SUGOI JAPAN Award2016 マンガ、アニメ、ラノベ、エンタメ小説。日本のスゴイ!を、世界のスゴイ!へ。

マンガ SUGOI 20
プリンセスメゾン
作品名

プリンセスメゾン(1〜2巻)

著者名
池辺葵
出版社・出版レーベル
小学館 ビッグスピリッツコミックス
刊行
2015年5月刊行スタート

※巻数表記はノミネート作品のエントリー締め切り(2016年7月31日)時点のものです。現在は続巻が刊行されている場合があります。

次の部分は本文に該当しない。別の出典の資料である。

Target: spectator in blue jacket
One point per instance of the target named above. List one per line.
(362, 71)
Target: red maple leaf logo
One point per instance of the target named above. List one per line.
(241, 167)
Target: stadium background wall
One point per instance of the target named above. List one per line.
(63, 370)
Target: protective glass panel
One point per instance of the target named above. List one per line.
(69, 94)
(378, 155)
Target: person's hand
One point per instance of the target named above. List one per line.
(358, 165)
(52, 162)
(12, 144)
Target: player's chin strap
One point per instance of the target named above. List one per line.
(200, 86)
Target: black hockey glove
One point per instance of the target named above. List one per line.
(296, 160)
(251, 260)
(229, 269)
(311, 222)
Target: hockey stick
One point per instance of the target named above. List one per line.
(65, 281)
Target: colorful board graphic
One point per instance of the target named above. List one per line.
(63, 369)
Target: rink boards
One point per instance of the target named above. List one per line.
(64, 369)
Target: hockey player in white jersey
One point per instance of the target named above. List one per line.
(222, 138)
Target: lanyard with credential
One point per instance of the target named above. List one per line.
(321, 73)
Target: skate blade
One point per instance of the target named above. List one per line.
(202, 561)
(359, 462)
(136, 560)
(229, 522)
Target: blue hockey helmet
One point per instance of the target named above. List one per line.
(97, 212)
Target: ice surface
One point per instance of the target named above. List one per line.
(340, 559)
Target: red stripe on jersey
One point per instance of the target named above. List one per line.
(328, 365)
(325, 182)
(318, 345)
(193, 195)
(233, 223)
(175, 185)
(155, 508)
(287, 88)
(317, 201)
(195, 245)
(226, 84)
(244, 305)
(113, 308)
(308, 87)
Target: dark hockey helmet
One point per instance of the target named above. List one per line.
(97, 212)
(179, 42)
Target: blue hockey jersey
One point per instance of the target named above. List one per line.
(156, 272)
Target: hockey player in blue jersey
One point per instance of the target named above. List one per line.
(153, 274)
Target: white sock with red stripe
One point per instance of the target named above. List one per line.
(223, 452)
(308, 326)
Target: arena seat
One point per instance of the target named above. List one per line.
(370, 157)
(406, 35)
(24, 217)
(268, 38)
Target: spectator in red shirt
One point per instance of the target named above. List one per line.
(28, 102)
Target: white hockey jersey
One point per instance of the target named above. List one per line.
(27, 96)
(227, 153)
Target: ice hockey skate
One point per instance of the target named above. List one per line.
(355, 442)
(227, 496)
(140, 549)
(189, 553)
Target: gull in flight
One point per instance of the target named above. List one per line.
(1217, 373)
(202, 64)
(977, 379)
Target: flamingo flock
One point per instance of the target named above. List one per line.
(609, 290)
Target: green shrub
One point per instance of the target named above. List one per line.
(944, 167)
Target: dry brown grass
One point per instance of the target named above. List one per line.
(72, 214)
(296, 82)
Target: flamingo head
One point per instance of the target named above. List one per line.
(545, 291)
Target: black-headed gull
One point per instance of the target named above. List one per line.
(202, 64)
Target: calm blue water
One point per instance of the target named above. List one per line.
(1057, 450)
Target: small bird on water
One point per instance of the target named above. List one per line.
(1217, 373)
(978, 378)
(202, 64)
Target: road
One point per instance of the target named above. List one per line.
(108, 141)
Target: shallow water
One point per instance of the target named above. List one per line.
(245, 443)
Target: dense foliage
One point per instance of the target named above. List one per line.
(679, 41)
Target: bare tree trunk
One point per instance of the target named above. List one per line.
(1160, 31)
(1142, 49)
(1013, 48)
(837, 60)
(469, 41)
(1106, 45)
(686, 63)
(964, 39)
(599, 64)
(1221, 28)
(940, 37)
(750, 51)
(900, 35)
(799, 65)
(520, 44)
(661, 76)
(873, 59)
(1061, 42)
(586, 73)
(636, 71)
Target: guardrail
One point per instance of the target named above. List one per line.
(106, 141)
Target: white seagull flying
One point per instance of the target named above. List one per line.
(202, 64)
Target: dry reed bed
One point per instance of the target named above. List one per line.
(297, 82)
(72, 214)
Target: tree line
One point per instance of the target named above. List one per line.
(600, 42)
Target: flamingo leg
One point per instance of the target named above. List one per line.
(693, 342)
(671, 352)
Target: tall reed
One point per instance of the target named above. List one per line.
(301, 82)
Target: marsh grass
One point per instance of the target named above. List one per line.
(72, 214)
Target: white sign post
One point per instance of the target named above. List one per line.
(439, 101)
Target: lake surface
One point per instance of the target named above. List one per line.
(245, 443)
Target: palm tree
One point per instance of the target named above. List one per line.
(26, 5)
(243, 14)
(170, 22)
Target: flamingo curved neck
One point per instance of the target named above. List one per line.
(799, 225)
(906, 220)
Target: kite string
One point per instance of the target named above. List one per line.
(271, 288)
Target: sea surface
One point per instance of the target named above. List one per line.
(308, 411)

年収250万円の主人公が、身の丈に合う物件購入を目指す物語を軸に、東京で暮らす単身女性たちの日常を描く、切なく優しい群像劇。

STORY

まじめで堅実な沼超幸(ぬまごえ・さち)は、26歳の居酒屋チェーン社員。年収は250万円ちょっと。コツコツとお金をため、身の丈に合った家を探すためマンションのモデルルーム巡りを繰り返している。そんな幸のひたむきな姿に、マンション販売を手掛ける営業マンの伊達や、受付派遣社員の要理子は心を動かされ、親しみを感じていく。予算は2500万円、眺望が美しい高級マンションは自分には無縁、買えるのは1LDK――伊達や理子のサポートを受け、幸は運命の物件に巡り合うことができるのか?

作品の魅力

「東京で単身女性が家を買う」をテーマに、幸の物件探しを中心に、東京で生きる女性たちの自由、孤独、凛々しさ、覚悟が群像劇で描かれる。各話で“家”を通じて描かれる、幸の周辺にいる人々の人生もまた味わい深い。洒落た部屋で、昼は友人たちとホームパーティを楽しむフードコーディネーターのレイは、夜、ひとりのベッドで天井を見上げ、ふと「私、いつ死ねるんだろう」とつぶやく。ひとり旅が好きな豊田は、仕事の合間に東京のビルの谷間を見つめ「さて…どこで生きようか」とほほえむ。避けては通れない圧倒的な孤独の受け止め方はそれぞれだ。ひとりで立つ女性たちのけなげさや美しさへの賛歌でもある作品。

DATA

・2015年、「このマンガがすごい!2016」(オンナ編)第10位。
・2015年、「FRaUマンガ大賞」特別賞受賞。
・2016年、NHK BSプレミアムにて実写ドラマ化。